目標は与えられるものでなく、自分自身でつくるもの
日本では、約8割の企業が「目標管理制度(MBO)」を導入しています。これはもともと経営学者のピーター・ドラッカーが提唱したもので、上司から一方的に指示して業務を遂行させるのではなく、社員一人ひとりが組織の目標について考え、自分で目標設定を行い、上司と相談したうえで実行し成果を出すという、「自身と組織の目標をリンクさせるマネジメント手法」です。
上から目標を与えるのではなく、個々が何をすべきかを考え、自分自身で目標を決めるので、社員も「やらされ感」がなく、意欲的に仕事に取り組め、かつ組織の成功にも貢献できる、とされています。
MBOは目標達成と人材育成が一体化した優れた人事制度ですが、残念ながらうまく運用できている会社は多くありません。
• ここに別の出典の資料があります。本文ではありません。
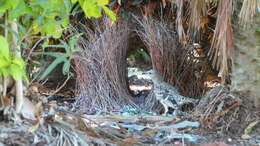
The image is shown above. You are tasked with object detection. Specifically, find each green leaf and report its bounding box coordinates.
[42,20,62,39]
[81,0,102,18]
[102,6,116,22]
[0,56,11,70]
[40,52,66,58]
[9,64,24,80]
[9,0,31,20]
[40,56,67,80]
[12,57,25,69]
[0,35,10,60]
[0,0,12,13]
[62,60,70,75]
[71,0,78,4]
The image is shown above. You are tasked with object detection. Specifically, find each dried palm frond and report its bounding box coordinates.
[208,0,233,84]
[238,0,260,28]
[188,0,207,36]
[136,17,206,100]
[74,19,135,113]
[174,0,187,44]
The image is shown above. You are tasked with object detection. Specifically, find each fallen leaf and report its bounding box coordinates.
[241,121,259,139]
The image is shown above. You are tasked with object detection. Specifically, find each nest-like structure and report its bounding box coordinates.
[136,17,209,97]
[74,16,211,113]
[74,19,135,113]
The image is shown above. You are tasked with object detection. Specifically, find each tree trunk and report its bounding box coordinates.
[232,16,260,107]
[11,21,23,113]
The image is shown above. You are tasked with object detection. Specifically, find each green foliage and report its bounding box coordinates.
[75,0,116,22]
[0,0,116,80]
[0,36,27,80]
[40,36,79,79]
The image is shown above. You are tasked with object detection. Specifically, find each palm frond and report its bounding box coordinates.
[188,0,207,36]
[208,0,233,84]
[174,0,187,44]
[238,0,260,28]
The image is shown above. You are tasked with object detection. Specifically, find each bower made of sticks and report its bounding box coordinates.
[74,18,208,113]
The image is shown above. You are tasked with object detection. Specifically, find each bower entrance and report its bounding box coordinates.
[126,36,153,105]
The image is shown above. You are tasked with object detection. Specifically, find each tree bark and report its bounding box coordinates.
[11,21,24,113]
[232,16,260,107]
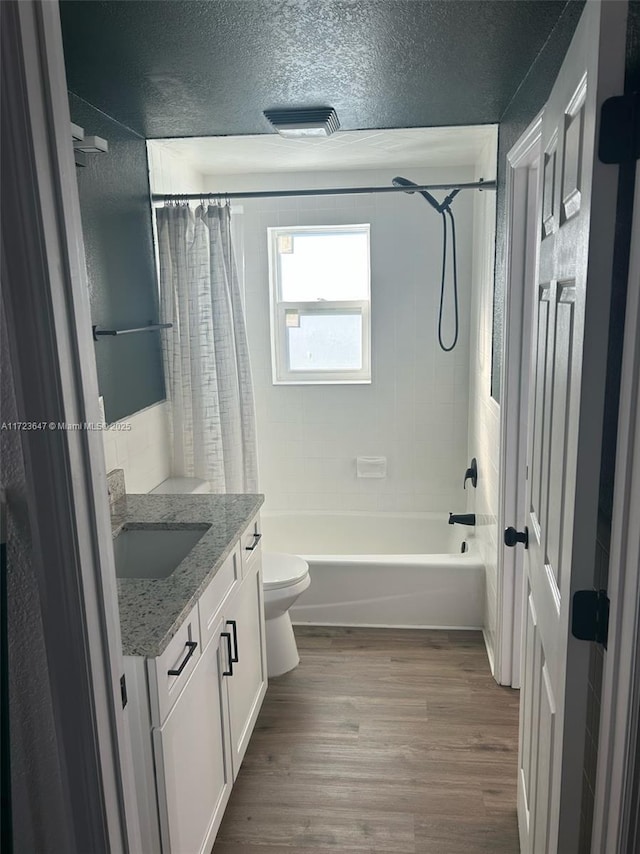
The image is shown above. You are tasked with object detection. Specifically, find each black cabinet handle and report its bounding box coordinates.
[220,632,233,676]
[227,620,240,664]
[504,526,529,549]
[167,641,198,676]
[245,534,262,552]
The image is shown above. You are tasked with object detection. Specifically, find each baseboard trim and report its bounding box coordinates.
[482,628,497,681]
[291,620,482,632]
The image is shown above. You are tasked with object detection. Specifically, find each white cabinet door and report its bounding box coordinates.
[153,621,232,854]
[225,560,267,780]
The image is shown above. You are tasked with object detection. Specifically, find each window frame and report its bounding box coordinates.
[267,223,371,385]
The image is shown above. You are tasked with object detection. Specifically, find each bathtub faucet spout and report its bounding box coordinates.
[449,513,476,525]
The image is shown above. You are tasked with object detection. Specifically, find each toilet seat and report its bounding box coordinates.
[262,552,309,590]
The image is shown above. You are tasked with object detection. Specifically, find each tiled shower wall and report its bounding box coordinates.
[209,167,476,511]
[103,141,203,492]
[467,139,500,668]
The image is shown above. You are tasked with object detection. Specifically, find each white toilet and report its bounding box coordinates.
[151,477,311,678]
[262,552,311,678]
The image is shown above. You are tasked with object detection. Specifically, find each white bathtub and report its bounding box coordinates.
[262,511,484,629]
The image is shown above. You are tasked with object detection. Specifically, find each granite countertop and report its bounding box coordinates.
[111,495,264,658]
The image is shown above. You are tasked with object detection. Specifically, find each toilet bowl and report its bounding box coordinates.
[262,552,311,678]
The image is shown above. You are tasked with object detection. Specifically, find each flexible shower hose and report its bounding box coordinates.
[438,207,460,353]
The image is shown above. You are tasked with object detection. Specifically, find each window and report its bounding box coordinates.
[268,225,371,384]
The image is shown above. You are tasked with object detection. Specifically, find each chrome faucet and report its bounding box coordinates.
[449,513,476,525]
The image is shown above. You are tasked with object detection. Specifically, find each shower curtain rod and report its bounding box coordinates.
[151,179,496,202]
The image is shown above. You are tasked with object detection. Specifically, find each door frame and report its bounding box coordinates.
[494,111,542,688]
[2,0,140,854]
[591,164,640,854]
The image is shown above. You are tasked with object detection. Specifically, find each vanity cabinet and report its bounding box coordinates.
[225,550,267,780]
[125,517,267,854]
[152,621,233,854]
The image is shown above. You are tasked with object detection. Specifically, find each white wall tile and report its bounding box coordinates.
[103,401,170,493]
[242,169,473,510]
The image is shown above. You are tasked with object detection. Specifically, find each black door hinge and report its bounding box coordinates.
[598,92,640,163]
[571,590,609,649]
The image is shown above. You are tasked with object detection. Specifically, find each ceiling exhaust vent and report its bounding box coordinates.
[264,107,340,138]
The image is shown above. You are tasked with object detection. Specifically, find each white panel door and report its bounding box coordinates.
[518,0,627,854]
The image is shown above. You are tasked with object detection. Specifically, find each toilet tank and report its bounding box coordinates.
[150,477,211,495]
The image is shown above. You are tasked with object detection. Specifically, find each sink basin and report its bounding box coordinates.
[113,528,207,579]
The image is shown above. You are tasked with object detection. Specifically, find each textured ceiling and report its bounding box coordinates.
[61,0,565,138]
[155,125,496,177]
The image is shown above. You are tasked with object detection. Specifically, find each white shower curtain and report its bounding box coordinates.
[157,205,258,493]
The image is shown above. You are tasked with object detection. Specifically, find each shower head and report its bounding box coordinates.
[391,175,443,213]
[391,175,418,193]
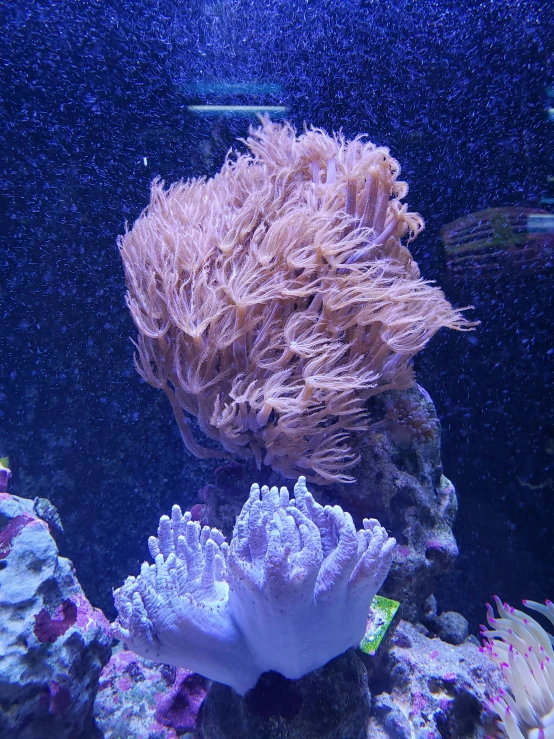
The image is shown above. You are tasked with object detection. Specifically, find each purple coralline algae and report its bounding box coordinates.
[95,647,210,739]
[367,621,506,739]
[0,492,111,739]
[330,385,458,621]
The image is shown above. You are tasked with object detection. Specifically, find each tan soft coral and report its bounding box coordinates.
[120,119,471,483]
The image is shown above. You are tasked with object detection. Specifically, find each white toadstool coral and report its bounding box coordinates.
[113,477,395,694]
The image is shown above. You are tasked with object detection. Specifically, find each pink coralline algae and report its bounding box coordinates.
[156,668,208,734]
[0,493,111,739]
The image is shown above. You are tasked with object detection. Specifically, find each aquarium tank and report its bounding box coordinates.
[0,0,554,739]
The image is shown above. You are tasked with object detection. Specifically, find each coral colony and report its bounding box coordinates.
[113,477,395,694]
[120,119,472,483]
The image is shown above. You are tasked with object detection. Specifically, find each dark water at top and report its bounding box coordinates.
[0,0,554,627]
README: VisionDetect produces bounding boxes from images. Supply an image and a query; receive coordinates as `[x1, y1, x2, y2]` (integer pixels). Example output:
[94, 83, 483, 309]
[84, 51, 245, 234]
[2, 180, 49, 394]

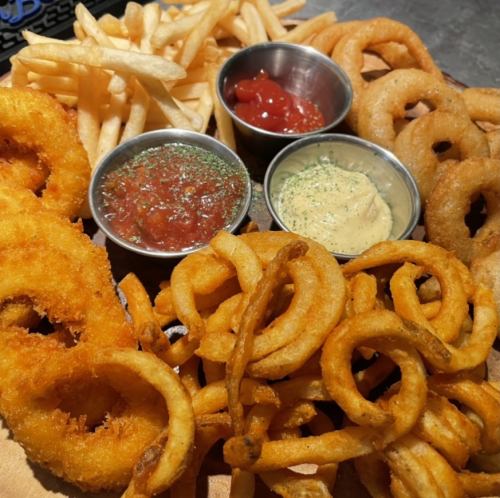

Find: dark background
[296, 0, 500, 87]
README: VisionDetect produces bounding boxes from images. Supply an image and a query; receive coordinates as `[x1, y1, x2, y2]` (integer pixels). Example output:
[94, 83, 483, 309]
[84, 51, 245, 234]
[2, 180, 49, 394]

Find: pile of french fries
[6, 0, 336, 167]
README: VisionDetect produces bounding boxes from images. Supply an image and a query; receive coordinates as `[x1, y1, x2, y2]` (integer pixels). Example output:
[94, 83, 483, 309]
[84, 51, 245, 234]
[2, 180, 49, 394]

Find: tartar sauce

そもそも上から目標を落としているケースが多く、ドラッカーが提唱していた本来の考え方とは違ったものになってしまっているのが実情です。
しかし、リモート時代に必要になってくるのは、本来の意味での「目標管理(Management of Objectives and Self Control)」=「目標と自己統制によるマネジメント」です。
「目標とは、与えられるものではなく、自分自身でつくるもの」
ドラッカーがそう提唱したのは1954年。今から70年近くも前のことですが、当時も肉体労働から知的労働へと人々の「働き方」が大きく変わる時期でした。
今、私たちも「働き方」が大きく変化する時代の転換点に立っています。「目標と自己統制によるマネジメント」という発想を改めて捉え直し、実行すべき時期が来たのだと思います。